The iterative process of improvement facilitated by the involvement of cultural expertise ensures that the AI’s learning trajectory is aligned with evolving cultural trends and sensitivities. Regular quality assurance checks, informed by both expert critique and cultural insights, are integral to this process, helping to maintain and elevate the content’s quality, relevance, and cultural appropriateness over time. 

This model cultivates a dynamic and synergistic partnership between human experts and algorithms. It leverages the scalability and efficiency of AI while grounding its outputs in the rich, complex tapestry of human culture and expertise. Experts guide the AI, imbuing it with a nuanced understanding of cultural intricacies and brand-specific directives, thus enabling it to generate content that not only meets the technical criteria of quality but also embodies the values, tones, and sensitivities required to truly engage a global audience.

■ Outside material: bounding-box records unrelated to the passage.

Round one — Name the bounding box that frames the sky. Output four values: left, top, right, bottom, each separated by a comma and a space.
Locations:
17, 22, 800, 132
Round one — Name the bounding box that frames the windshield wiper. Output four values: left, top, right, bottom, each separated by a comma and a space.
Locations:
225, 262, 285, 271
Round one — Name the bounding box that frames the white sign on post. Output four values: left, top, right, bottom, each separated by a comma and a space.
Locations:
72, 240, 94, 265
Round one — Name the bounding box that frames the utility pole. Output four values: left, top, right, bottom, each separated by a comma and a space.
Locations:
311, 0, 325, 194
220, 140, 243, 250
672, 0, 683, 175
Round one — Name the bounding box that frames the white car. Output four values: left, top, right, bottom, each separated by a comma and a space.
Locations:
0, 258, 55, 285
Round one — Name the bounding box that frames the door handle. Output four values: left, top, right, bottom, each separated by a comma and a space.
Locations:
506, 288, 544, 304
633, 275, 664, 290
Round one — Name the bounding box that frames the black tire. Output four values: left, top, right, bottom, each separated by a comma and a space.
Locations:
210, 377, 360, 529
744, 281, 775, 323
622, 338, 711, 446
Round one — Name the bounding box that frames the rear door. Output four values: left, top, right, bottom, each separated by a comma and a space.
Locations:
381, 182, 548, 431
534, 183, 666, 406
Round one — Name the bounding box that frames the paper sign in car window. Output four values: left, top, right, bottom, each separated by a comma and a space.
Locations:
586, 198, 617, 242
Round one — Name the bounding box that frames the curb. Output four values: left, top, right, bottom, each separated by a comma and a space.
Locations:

In essence, this approach represents a holistic and forward-thinking strategy for content creation on a global scale. It recognizes the indispensable role of human expertise in navigating the complexities of cultural diversity and brand identity, setting a new standard for AI-generated content that is as culturally informed as it is creatively inspired. Through this collaborative model, the potential of Generative AI is fully realized, offering content that is not just innovative and efficient but also deeply resonant and culturally attuned, continually improving to meet the highest standards of quality and relevance.

The Creatives X Machine Era

Generative AI represents a transformative force in the creative industry, offering tools that can augment human creativity in unprecedented ways. However, its effective integration into the creative process requires a nuanced approach that considers the importance of expertise, cultural sensitivity, and collaboration. By grounding the technology’s application in expert knowledge and a deep understanding of the audience, creatives can harness AI’s potential without compromising on content quality and relevance. This model emphasizes the collaborative nature of AI in creativity, where technology enhances human expertise, and together, they produce outputs that are not only innovative but also deeply resonant with the intended audience. In navigating the exciting possibilities of Generative AI, adopting a thoughtful, expert-guided approach is key to creating content that truly matters.

Note that what I have covered here focuses on the advertising and production use cases of Generative AI. In reality, the relationship between creatives across different disciplines and Generative AI is influenced by the distinct challenges and opportunities of each field. While the underlying technology might be similar, its application and impact vary widely, reflecting the unique creative processes, ethical considerations, and ultimate goals of each discipline.

So, no matter which creative disciplines you practice – be it advertising, architecture, fashion, art, music, gaming, or beyond – I would like to hear about the unique challenges, opportunities, and goals inherent to your specific field.